As well as when drivers can expect the Cybertruck to be delivered to their door, Musk also provided some updates on how many models the company expects to complete annually.

While it had been said that Tesla’s Texas Gigafactory, where the trucks will be completed, could deliver 125,000 or eventually up to 250,000 Cybertrucks every year, Musk told listeners to “temper expectations” on this front, at least for 2024, per The Verge.

In a slightly disheartening statement, the Tesla CEO indicated that the company had “dug our own grave with the Cybertruck,” suggesting that despite it being the best thing the company has ever produced, as USA Today reported, the difficulty of constructing the car made it unlikely to reach such lofty totals.

“Cybertruck’s one of those special products that comes along only once in a long while.
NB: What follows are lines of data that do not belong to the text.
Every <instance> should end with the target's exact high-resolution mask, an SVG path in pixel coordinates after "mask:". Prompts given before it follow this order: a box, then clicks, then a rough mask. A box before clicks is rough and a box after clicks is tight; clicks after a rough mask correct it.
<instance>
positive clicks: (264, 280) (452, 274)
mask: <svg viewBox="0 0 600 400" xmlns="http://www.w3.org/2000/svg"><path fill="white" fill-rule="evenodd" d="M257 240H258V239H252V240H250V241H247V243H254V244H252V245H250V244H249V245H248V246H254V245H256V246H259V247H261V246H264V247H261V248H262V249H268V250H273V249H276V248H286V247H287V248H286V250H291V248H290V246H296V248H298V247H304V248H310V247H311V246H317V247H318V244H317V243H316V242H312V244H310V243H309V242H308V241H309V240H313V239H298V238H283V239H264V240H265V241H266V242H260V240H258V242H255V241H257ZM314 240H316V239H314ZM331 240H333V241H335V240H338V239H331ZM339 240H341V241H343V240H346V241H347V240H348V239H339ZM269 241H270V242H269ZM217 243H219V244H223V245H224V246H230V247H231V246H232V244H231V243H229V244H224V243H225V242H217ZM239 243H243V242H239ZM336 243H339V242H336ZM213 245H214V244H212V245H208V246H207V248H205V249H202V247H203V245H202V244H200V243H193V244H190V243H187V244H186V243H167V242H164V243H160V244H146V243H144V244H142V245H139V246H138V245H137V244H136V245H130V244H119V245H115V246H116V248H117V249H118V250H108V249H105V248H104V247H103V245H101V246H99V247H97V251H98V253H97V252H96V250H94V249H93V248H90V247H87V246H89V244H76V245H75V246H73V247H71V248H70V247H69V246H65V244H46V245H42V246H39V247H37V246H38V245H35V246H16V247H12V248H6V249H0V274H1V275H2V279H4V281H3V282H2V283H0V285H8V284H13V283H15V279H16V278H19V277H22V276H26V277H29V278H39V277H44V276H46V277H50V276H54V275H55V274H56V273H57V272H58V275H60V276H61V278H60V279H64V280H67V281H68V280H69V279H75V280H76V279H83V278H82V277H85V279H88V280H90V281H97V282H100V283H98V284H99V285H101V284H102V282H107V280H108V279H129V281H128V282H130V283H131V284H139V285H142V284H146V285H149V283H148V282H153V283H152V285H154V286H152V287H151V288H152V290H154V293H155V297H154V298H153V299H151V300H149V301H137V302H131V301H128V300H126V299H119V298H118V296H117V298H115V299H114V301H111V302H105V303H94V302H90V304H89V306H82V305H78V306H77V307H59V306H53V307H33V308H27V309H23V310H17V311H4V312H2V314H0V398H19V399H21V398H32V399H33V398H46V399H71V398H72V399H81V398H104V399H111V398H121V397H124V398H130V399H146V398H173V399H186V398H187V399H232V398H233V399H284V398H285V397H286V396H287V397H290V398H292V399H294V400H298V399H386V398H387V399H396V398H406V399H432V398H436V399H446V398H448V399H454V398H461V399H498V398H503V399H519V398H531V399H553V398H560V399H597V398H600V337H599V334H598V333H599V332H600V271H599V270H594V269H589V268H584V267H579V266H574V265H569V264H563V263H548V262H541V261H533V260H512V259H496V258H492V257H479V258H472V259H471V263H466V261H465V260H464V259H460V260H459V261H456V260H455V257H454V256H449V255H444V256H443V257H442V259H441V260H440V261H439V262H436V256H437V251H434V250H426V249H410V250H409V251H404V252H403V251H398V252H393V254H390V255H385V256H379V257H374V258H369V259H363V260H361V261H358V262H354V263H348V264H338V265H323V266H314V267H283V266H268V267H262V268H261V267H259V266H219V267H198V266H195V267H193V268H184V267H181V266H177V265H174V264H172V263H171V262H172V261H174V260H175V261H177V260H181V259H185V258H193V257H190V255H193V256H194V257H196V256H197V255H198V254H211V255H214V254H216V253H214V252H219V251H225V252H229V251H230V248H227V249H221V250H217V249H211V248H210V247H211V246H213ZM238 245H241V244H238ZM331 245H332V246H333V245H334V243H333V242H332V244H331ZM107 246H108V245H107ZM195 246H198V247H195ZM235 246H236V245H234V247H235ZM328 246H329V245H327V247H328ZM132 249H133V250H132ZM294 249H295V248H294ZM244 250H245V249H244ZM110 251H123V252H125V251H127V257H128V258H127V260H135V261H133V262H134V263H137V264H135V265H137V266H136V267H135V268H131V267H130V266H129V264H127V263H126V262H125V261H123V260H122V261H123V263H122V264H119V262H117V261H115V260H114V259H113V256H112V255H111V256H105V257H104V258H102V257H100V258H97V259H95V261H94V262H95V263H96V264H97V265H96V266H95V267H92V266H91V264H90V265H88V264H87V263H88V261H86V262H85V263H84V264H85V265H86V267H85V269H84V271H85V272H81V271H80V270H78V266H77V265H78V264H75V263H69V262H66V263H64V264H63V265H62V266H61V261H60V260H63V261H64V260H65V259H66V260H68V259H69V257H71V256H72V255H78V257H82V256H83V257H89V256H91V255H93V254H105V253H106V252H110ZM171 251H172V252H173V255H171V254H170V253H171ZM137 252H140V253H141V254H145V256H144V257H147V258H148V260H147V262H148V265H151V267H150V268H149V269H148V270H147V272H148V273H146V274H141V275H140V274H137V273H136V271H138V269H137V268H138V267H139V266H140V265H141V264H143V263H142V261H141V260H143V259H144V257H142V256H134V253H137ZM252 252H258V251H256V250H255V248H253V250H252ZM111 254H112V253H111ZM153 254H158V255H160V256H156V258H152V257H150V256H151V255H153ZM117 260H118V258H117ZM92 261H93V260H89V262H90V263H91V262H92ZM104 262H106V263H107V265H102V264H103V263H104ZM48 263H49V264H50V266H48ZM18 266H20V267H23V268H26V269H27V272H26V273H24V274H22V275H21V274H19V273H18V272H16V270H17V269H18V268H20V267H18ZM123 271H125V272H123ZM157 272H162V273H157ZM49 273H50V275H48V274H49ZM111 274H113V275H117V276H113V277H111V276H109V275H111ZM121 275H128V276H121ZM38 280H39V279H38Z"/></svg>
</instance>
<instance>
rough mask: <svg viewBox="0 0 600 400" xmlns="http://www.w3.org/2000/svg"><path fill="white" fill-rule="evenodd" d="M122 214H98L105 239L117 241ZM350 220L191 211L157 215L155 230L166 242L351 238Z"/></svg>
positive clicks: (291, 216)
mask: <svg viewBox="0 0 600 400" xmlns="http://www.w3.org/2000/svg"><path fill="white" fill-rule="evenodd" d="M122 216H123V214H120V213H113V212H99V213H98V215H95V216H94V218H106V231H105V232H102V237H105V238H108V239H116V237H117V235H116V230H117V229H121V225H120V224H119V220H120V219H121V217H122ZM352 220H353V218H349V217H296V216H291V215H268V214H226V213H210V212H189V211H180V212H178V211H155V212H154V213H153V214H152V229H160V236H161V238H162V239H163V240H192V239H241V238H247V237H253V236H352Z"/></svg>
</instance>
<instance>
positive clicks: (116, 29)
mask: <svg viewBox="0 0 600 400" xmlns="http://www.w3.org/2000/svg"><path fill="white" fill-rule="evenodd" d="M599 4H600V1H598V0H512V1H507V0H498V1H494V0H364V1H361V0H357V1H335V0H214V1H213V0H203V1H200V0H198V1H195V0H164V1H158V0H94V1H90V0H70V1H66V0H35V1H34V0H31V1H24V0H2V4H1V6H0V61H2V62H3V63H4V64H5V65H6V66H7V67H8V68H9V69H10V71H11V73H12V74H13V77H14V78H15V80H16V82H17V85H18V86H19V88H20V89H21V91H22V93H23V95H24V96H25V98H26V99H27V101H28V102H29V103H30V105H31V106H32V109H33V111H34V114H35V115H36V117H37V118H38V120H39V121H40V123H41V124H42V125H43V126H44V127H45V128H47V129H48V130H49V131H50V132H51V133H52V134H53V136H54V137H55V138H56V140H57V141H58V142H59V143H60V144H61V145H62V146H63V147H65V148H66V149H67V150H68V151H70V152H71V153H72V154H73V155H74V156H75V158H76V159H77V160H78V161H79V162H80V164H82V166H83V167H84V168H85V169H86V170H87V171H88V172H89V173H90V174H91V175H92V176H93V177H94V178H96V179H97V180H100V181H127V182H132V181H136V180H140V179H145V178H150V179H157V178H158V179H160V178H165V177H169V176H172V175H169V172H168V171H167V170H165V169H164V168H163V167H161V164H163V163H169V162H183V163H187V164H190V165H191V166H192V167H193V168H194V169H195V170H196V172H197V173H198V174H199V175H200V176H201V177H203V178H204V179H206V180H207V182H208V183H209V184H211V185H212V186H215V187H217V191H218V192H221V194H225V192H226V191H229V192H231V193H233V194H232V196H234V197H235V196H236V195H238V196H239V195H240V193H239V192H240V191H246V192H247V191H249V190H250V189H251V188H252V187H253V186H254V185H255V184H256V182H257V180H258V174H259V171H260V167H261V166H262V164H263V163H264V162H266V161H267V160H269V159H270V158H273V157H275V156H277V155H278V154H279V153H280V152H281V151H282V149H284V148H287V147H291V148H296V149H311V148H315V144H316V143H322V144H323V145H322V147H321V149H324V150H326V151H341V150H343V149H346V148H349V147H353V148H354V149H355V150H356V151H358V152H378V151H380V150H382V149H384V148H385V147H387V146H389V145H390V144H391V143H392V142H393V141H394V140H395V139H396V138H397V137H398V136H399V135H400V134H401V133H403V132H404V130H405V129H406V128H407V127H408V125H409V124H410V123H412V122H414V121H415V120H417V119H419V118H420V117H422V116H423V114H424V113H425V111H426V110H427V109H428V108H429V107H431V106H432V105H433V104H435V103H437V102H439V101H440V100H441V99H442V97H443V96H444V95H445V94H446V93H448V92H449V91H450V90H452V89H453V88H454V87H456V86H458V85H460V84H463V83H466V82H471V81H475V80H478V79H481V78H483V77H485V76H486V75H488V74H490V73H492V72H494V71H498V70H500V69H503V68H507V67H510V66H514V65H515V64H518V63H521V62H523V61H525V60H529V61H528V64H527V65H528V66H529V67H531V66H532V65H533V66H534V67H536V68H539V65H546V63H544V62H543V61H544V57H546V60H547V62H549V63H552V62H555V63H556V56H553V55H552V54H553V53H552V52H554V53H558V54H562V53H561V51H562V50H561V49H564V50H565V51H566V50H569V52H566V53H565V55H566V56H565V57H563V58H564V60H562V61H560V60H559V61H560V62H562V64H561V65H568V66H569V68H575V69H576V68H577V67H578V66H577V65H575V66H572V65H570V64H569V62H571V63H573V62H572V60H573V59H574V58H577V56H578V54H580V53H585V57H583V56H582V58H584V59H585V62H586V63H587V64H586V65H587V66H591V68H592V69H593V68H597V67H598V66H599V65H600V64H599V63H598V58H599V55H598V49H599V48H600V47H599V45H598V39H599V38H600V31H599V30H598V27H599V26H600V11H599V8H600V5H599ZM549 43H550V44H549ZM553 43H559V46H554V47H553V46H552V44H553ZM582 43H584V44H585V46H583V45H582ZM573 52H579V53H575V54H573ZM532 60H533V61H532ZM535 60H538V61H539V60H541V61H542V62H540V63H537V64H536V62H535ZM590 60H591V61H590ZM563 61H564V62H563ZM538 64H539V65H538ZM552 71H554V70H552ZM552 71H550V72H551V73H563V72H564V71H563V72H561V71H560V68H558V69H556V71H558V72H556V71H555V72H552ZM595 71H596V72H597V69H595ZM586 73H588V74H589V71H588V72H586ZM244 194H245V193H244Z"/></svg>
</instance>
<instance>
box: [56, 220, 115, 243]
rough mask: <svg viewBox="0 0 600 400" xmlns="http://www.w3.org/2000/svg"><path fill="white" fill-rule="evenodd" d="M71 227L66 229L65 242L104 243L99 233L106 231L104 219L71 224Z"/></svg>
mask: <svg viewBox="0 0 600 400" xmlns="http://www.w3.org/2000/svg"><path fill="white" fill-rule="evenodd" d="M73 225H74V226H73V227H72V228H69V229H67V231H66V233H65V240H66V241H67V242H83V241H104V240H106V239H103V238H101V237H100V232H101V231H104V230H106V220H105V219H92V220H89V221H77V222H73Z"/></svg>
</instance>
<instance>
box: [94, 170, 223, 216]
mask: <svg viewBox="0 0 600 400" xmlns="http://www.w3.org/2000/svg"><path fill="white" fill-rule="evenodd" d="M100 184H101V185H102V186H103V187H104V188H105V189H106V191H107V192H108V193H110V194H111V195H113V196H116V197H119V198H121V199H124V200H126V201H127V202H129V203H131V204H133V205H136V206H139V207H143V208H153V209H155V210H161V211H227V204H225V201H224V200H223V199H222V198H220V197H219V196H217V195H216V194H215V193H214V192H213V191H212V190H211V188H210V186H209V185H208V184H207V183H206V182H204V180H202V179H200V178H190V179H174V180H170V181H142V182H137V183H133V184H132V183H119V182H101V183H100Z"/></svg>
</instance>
And special products that come along once in a long while are just incredibly difficult to bring to market to reach volume, to be prosperous,” he said, per The Verge.

“I’m more interested in the question ‘How much will it cost?’ before I worry about how many will be manufactured,” one commenter said on Electrek.

According to data from the Environmental Protection Agency and summarized by the Federation of American Scientists, light-duty vehicles such as pickup trucks produce 17% of the United States’ annual human-caused planet-warming pollution — with more than 1.1 billion tons emitted in 2021 alone.

With that in mind, the sooner the zero-tailpipe-pollution Cybertruck hits the market, the better.